Outro notável mestre do Direito Público brasileiro, Caio Tácito, que foi professor da Universidade Estadual do Rio de Janeiro, em estudo publicado na Revista de Direito Administrativo, também no ano de 1989, discorreu, com clareza didática, sobre o significado e o alcance da autonomia universitária. Eis as palavras do mestre:

“A universidade deve nascer, viver e conviver sob o signo da autonomia, que é um conceito multilateral. Primordialmente, autonomia científico-pedagógica, porque é da essência da instituição universitária criar, pesquisar, ordenar e transmitir o conhecimento, como elemento fundamental para difundir a educação e fomentar a cultura. Essa missão básica da universidade pressupõe, no entanto, a disponibilidade de meios flexíveis e satisfatórios à plenitude da concreção de seus fins. Daí a necessidade de estender-se o princípio da autonomia aos meios de operação, consistentes na autonomia patrimonial, autonomia orçamentária e financeira, autonomia administrativa e autonomia disciplinar.”.
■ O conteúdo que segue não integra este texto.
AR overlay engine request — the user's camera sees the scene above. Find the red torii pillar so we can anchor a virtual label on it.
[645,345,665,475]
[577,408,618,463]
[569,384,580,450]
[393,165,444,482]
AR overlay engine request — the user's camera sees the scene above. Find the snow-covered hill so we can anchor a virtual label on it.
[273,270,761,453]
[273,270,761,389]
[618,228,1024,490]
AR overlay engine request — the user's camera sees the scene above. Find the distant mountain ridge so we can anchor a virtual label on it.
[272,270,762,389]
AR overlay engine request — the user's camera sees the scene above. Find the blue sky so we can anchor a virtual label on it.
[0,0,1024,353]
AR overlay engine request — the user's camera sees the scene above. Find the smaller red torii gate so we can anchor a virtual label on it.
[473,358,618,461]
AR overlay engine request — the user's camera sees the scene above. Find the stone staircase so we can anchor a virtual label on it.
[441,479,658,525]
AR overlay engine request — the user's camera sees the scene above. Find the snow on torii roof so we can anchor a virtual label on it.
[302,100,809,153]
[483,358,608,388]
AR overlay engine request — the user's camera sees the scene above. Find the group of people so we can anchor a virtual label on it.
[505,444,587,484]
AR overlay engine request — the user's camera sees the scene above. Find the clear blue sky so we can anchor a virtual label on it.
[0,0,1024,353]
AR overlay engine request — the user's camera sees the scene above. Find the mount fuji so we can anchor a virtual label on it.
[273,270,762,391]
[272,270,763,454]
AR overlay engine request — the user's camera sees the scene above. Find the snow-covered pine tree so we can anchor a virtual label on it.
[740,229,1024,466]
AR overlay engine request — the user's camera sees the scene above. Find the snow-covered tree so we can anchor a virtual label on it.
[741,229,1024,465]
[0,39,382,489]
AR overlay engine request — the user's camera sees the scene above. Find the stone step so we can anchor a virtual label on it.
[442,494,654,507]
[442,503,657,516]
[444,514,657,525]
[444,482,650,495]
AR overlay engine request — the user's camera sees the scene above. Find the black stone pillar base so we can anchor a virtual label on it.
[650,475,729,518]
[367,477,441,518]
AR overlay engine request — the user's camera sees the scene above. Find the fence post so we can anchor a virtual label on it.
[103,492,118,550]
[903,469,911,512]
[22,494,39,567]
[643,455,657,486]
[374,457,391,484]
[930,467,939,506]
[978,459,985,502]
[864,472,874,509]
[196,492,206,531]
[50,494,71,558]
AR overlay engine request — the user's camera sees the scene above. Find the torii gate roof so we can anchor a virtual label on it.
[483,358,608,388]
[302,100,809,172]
A Constituição do Estado de São Paulo reproduz a garantia de autonomia das universidades, coerente com o disposto na Constituição da República, adicionando alguns pontos que é oportuno conhecer. Dispõe a Constituição paulista, no artigo 154, que “a autonomia da universidade será exercida respeitando, nos termos do seu estatuto, a necessária democratização do ensino e a responsabilidade pública da instituição, observados os seguintes princípios: I. utilização dos recursos de forma a ampliar o atendimento da demanda social, tanto mediante cursos regulares quanto atividades de extensão; II. representação e participação de todos os segmentos da comunidade interna nos órgãos decisórios e na escolha dos dirigentes, na forma de seus estatutos.”
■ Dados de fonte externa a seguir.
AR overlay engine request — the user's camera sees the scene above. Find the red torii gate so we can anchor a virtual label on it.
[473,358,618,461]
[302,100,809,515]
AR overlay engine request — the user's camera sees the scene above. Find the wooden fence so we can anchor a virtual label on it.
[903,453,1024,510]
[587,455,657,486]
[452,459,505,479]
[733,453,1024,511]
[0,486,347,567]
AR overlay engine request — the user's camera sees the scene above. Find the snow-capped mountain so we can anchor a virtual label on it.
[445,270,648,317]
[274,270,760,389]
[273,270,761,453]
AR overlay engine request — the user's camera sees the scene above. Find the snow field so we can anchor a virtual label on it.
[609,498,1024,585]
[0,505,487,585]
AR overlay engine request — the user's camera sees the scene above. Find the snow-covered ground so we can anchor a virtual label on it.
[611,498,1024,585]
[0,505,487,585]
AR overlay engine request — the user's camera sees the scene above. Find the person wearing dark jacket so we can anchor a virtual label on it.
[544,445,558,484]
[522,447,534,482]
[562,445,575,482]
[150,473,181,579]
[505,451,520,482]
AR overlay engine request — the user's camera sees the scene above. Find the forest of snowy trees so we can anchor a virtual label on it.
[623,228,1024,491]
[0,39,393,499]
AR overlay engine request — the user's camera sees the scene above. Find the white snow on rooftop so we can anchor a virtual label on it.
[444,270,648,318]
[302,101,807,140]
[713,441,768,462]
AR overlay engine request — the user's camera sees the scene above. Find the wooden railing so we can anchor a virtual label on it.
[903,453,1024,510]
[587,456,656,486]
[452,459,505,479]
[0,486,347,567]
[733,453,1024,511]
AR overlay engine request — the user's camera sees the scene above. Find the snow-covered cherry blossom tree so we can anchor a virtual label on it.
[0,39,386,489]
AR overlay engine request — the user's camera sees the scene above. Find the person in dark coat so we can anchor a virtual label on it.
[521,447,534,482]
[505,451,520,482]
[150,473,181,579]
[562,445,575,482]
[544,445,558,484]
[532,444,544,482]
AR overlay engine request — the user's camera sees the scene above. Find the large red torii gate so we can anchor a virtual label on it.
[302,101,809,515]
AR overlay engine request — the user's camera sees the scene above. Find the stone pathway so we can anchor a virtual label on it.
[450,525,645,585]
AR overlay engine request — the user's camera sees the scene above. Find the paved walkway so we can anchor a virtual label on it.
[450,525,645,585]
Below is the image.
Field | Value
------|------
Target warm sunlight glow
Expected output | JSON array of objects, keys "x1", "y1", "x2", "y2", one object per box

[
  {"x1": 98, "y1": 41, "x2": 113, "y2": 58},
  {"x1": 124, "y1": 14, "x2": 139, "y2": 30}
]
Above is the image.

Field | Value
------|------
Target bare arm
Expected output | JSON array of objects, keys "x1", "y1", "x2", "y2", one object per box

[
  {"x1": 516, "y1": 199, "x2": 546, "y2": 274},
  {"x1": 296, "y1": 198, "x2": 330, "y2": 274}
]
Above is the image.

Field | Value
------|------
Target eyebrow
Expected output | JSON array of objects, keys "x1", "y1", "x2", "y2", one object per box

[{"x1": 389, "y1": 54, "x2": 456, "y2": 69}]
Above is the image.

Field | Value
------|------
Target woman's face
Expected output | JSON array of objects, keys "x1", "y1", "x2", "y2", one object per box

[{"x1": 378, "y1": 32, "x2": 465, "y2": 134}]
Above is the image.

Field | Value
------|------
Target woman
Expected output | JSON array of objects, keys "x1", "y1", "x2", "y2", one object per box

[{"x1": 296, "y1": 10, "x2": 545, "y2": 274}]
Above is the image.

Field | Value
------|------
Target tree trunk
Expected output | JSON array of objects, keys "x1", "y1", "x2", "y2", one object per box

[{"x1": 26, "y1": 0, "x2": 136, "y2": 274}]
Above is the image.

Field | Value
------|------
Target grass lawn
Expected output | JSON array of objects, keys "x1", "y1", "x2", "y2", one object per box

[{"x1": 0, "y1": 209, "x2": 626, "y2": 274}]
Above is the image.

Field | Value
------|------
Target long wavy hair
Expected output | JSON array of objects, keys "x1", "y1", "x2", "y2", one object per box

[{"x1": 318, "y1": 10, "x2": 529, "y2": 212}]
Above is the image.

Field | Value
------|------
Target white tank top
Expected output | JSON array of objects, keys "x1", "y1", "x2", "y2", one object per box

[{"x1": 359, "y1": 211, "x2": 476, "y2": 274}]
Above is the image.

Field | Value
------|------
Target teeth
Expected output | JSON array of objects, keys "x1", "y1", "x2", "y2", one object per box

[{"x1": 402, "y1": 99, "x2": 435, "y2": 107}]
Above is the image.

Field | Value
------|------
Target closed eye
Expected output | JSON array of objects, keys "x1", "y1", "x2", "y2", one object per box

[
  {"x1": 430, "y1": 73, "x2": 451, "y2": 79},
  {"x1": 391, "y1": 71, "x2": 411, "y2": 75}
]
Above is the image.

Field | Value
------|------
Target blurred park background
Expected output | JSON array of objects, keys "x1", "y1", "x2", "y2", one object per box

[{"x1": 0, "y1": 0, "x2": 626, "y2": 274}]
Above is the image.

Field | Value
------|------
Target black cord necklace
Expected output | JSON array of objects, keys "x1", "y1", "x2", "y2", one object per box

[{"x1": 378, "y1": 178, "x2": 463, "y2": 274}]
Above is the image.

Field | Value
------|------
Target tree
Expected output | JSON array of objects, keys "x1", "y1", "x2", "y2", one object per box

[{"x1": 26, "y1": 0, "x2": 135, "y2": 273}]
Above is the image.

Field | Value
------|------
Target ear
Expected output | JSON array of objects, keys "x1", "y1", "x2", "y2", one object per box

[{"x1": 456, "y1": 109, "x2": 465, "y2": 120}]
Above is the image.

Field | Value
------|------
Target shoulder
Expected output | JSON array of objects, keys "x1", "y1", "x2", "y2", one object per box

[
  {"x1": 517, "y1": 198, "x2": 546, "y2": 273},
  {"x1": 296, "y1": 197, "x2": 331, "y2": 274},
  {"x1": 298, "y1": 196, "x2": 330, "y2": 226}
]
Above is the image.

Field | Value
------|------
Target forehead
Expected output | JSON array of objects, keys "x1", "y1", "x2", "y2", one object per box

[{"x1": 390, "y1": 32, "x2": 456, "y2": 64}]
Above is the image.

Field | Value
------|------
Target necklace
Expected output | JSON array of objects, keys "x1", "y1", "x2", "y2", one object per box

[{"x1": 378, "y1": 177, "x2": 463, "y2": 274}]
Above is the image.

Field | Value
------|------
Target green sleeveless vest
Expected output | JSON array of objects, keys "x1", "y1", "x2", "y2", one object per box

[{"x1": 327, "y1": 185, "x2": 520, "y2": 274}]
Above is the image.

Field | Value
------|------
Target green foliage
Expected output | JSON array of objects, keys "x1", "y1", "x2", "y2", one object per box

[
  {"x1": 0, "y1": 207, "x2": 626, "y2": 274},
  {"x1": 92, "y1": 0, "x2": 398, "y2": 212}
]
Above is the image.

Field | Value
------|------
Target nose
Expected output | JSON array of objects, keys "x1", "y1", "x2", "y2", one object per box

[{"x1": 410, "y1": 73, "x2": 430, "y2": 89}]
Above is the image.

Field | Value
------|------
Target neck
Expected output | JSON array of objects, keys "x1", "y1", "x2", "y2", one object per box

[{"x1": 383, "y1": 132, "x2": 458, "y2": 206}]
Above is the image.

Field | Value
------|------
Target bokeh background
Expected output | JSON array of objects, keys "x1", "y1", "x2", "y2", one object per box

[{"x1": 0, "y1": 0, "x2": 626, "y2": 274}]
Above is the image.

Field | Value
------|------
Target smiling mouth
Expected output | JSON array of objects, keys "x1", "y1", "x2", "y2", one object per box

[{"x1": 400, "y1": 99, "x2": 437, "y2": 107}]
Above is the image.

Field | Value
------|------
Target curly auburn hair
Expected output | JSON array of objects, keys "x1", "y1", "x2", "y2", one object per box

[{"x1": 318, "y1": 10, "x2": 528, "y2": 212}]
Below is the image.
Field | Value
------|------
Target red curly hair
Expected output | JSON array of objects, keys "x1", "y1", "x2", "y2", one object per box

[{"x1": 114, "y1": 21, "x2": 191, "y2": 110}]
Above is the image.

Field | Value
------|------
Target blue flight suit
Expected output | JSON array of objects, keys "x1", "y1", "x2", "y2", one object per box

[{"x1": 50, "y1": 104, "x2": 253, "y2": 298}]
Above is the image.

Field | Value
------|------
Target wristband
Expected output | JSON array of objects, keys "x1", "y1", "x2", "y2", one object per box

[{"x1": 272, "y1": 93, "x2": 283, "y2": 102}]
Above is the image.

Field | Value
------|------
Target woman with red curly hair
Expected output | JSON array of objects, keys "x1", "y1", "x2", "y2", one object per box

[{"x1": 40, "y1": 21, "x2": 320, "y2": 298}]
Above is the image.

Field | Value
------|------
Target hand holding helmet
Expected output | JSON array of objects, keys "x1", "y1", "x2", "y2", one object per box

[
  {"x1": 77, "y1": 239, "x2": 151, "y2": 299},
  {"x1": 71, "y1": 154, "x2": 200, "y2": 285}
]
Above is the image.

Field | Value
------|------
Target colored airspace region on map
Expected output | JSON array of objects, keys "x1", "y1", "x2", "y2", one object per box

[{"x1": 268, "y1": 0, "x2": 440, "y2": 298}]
Um ponto muito evidente, é que pelo próprio conceito de autonomia, como foi consagrado no sistema Constitucional brasileiro, assim como pelas disposições expressas das Constituições da República e do Estado de São Paulo, cabe à Universidade, exclusivamente e sem qualquer interferência externa, definir suas prioridades e suas diretrizes. Isso implica, também, a competência exclusiva da universidade para definir suas atividades de estudo e pesquisa, sem nenhuma interferência, a qualquer título, de órgãos da administração pública estadual. Por esse ponto fica evidenciada a inconstitucionalidade do decreto estadual nº 51.461, de 1º de janeiro de 2007, que pretendeu dar à Secretaria de Ensino Superior uma série de atribuições que são exclusivas da universidade, porque inseridas no âmbito de sua autonomia. Com efeito, o artigo 2º do decreto diz que constitui o campo funcional da Secretaria de Ensino Superior “a proposição de políticas e diretrizes para o ensino superior em todos os seus níveis”. Como já foi demonstrado, a própria criação da Secretaria de Ensino Superior configura uma inconstitucionalidade, que é agravada pela atribuição àquela Secretaria de funções exclusivas da universidade e que esta tem o direito de exercer com autonomia.
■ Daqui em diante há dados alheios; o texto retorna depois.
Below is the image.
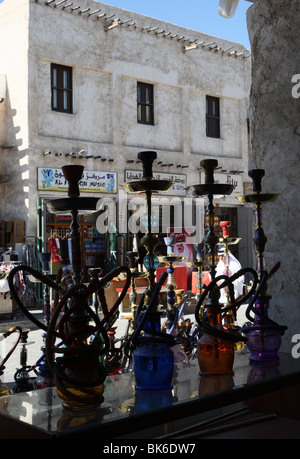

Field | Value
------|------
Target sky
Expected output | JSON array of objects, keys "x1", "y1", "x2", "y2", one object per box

[
  {"x1": 98, "y1": 0, "x2": 251, "y2": 49},
  {"x1": 0, "y1": 0, "x2": 251, "y2": 49}
]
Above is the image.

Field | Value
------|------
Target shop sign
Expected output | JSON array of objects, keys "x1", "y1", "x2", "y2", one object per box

[
  {"x1": 125, "y1": 169, "x2": 186, "y2": 196},
  {"x1": 38, "y1": 167, "x2": 118, "y2": 193},
  {"x1": 201, "y1": 172, "x2": 243, "y2": 194}
]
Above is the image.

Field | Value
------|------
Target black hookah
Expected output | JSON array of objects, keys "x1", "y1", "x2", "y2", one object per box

[
  {"x1": 187, "y1": 159, "x2": 258, "y2": 375},
  {"x1": 237, "y1": 169, "x2": 287, "y2": 363},
  {"x1": 8, "y1": 166, "x2": 130, "y2": 409}
]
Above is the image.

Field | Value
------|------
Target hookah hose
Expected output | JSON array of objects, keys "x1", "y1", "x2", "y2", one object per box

[
  {"x1": 0, "y1": 327, "x2": 22, "y2": 375},
  {"x1": 241, "y1": 262, "x2": 287, "y2": 336},
  {"x1": 8, "y1": 265, "x2": 61, "y2": 331},
  {"x1": 131, "y1": 272, "x2": 175, "y2": 346},
  {"x1": 194, "y1": 268, "x2": 258, "y2": 342},
  {"x1": 46, "y1": 267, "x2": 131, "y2": 403}
]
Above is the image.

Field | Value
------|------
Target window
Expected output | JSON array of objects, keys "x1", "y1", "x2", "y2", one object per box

[
  {"x1": 51, "y1": 64, "x2": 73, "y2": 113},
  {"x1": 206, "y1": 96, "x2": 220, "y2": 139},
  {"x1": 137, "y1": 82, "x2": 154, "y2": 125}
]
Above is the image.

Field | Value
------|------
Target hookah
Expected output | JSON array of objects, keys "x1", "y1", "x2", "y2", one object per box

[
  {"x1": 187, "y1": 159, "x2": 257, "y2": 376},
  {"x1": 123, "y1": 151, "x2": 175, "y2": 391},
  {"x1": 237, "y1": 169, "x2": 287, "y2": 363},
  {"x1": 13, "y1": 329, "x2": 35, "y2": 393},
  {"x1": 219, "y1": 221, "x2": 241, "y2": 329},
  {"x1": 0, "y1": 327, "x2": 22, "y2": 397},
  {"x1": 8, "y1": 166, "x2": 130, "y2": 410},
  {"x1": 159, "y1": 237, "x2": 186, "y2": 336}
]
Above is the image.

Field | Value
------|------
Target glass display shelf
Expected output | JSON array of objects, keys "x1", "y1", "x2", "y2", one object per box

[{"x1": 0, "y1": 350, "x2": 300, "y2": 440}]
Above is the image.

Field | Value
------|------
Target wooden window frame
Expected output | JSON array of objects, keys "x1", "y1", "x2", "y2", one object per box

[
  {"x1": 51, "y1": 64, "x2": 73, "y2": 113},
  {"x1": 137, "y1": 81, "x2": 154, "y2": 126},
  {"x1": 206, "y1": 96, "x2": 221, "y2": 139}
]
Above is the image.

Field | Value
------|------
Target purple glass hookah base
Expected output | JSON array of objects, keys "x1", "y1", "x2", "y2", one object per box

[{"x1": 243, "y1": 297, "x2": 282, "y2": 362}]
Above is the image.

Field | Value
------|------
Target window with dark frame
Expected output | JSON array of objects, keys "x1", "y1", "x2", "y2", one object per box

[
  {"x1": 206, "y1": 96, "x2": 220, "y2": 139},
  {"x1": 137, "y1": 82, "x2": 154, "y2": 125},
  {"x1": 51, "y1": 64, "x2": 73, "y2": 113}
]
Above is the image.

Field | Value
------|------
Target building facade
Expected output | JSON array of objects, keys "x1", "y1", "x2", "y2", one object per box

[{"x1": 0, "y1": 0, "x2": 252, "y2": 274}]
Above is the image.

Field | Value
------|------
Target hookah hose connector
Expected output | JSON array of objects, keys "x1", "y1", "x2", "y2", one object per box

[
  {"x1": 195, "y1": 268, "x2": 258, "y2": 342},
  {"x1": 0, "y1": 327, "x2": 22, "y2": 375}
]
Muitos outros pontos, que significam agressões à autonomia universitária, poderão ser apontados nos infelizes decretos editados pelo Governador do Estado no ano de 2007. Uma referência final deve ser feita a agressões à autonomia financeira da Universidade. Como já foi amplamente demonstrado, a autonomia compreende, necessariamente, a autonomia financeira, que, por sua vez, compreende o direito de receber recursos financeiros do Estado e de lhes dar destinação, pelo modo e no momento que a Universidade, por seus órgãos internos próprios, julgar adequados. Constitui agressão à autonomia da Universidade a sonegação desses recursos que lhe são legalmente assegurados, sendo inadmissível que por conveniência política ou administrativa o governo do Estado retenha esses recursos, mediante o artifício que se convencionou chamar “contingenciamento”, tentando ocultar a realidade da sonegação. A Universidade tem direito constitucional à autonomia e deve posicionar-se firmemente contra todos os artifícios tendentes a diminuição ou negação dessa autonomia.